Hayden acknowledged that the blending of material can be difficult to prevent. However, he said, Clinton shouldn't have used a private email server that didn't have government security protections. Hayden, who was named by then-President Bill Clinton to head the NSA, is an adviser to Republican presidential candidate Jeb Bush.

The Clinton campaign points out that the 2011 email, made public as part of a Republican-led House committee's investigation into an attack on the U.S. mission at Benghazi, was labeled sensitive but unclassified. The inspector general, however, has concluded that some of the details were classified and shouldn't have been included. An attorney for Abedin, Karen Dunn of Boies, Schiller & Flexner in Washington, declined to comment.

One of the U.S. officials said information in the email came from secret imagery and should still be classified. Because the email was released by the State Department by mistake it is now effectively declassified, the official said.

The email illustrates the challenges that investigators now must sort through in determining what was classified, when it was sent, how was the data complied and who sent it.

Mark Toner, a State Department spokesman, told reporters on Aug. 12 that it's not always "black and white" on what should be classified and what shouldn't.

Clinton and her aides have said material in her emails wasn't marked as being classified at the time it was sent and received through her server. Law enforcement officials are examining emails that contained material known to be classified when sent.

Clinton used the private email system set up in her Chappaqua, N.Y., home while she was secretary of state from 2009 until February 2013. The emails sent and received by her and top aides that used the system were stored on a server. The FBI took possession of the server on Aug. 12 as part of its inquiry.

Clinton's server could have been vulnerable after a Romanian hacker accessed the personal email of Clinton adviser Sidney Blumenthal in March 2013, according to one of the officials familiar with the case. Blumenthal frequently emailed Clinton, and although the hack could have exposed the domain name of her server and her IP address, the State Department never conducted a security survey of her server, the official said.

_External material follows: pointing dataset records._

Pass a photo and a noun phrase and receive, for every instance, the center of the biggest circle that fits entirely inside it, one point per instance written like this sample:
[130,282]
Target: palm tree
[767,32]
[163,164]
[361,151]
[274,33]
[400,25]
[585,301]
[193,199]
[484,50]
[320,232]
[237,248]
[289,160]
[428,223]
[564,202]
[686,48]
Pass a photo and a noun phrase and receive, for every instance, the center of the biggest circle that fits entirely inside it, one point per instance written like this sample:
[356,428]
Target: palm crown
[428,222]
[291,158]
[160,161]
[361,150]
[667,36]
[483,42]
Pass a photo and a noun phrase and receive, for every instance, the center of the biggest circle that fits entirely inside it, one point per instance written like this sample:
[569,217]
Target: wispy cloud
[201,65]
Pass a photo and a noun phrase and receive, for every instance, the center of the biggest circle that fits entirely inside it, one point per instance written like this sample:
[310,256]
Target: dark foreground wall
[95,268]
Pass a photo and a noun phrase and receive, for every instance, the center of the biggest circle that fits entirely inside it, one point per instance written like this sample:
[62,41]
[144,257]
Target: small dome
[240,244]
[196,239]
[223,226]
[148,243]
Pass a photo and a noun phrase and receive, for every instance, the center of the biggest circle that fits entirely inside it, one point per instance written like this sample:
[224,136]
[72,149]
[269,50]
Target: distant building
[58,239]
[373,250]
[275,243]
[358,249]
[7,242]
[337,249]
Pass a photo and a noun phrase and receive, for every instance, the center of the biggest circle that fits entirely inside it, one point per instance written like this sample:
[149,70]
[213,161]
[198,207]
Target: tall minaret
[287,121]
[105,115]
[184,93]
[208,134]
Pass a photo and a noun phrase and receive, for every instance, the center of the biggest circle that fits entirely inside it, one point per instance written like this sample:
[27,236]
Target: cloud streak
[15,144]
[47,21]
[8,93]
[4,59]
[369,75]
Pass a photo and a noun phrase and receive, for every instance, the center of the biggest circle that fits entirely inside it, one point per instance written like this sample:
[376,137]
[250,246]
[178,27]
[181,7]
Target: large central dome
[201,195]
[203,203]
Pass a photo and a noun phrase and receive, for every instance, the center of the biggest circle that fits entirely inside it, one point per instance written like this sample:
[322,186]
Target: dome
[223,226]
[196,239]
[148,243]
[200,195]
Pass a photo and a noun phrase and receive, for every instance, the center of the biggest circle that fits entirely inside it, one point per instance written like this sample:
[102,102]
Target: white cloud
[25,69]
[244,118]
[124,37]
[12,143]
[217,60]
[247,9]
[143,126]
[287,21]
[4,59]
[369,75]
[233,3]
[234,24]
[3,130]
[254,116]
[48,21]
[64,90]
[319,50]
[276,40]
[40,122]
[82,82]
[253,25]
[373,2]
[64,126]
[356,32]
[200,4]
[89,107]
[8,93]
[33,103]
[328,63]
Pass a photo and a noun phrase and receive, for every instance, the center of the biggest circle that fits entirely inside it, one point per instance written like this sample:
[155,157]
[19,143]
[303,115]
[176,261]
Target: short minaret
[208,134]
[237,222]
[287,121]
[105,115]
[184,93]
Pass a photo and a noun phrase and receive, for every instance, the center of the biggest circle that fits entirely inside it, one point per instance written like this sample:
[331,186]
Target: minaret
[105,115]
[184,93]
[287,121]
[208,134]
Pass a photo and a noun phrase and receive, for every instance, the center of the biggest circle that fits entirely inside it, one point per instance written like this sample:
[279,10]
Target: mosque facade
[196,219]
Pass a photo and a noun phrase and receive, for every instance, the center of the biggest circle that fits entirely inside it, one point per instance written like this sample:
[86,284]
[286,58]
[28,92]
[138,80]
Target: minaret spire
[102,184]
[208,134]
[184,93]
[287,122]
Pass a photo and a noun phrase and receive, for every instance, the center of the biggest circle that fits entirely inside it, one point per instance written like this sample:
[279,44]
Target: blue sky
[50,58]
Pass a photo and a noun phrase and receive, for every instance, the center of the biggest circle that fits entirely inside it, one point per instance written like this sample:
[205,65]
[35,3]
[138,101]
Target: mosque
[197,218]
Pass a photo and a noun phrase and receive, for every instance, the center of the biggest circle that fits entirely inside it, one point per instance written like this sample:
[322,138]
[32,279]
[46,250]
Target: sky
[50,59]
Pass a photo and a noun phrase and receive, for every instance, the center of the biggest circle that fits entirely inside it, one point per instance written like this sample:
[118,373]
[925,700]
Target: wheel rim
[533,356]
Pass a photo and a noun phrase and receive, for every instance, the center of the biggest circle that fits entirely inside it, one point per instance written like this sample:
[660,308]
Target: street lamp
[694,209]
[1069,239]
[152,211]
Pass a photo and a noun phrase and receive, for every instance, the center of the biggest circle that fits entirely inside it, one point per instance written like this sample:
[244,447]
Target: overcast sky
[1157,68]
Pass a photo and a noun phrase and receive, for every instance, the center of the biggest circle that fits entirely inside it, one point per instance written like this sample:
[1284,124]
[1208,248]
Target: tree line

Clinton said she turned over paper copies of 30,490 emails relating to government business from her tenure. Government screeners have flagged 305 of those documents for further review by U.S. intelligence agencies to see if they contained classified material.

There are several scenarios in which known classified material could have been improperly transferred, according to Hayden and one of the U.S. officials who asked for anonymity.

The most egregious way would be to knowingly strip classification markings from documents or other data, a move that would clearly be a criminal act.

A potentially more probable scenario is that those sending emails blended data from multiple sources that ultimately included or referenced some classified content.

"What you're probably talking about is someone typing a message based on multiple sources in their head," Hayden said.

Moving a message from a classified system to an unclassified one, known within intelligence circles as going from the high side to the low side, requires two officials to certify that it contains no classified material, said the official.

The first is the sender; the second is an information management officer. It's possible two people missed the classification markings, the official said.

Clinton faced a barrage of questions during a news conference on Aug. 18 in the Las Vegas area about the matter. When pressed about whether she wiped the server clean, Clinton replied, "What, like with a cloth or something?" She added, "I don't know how it works digitally at all."

Jennifer Palmieri, Clinton's communications director, said in an interview that Clinton "didn't really think it through" when setting up the server for convenience. Given the chance for a do-over, she would do it differently, Palmieri said.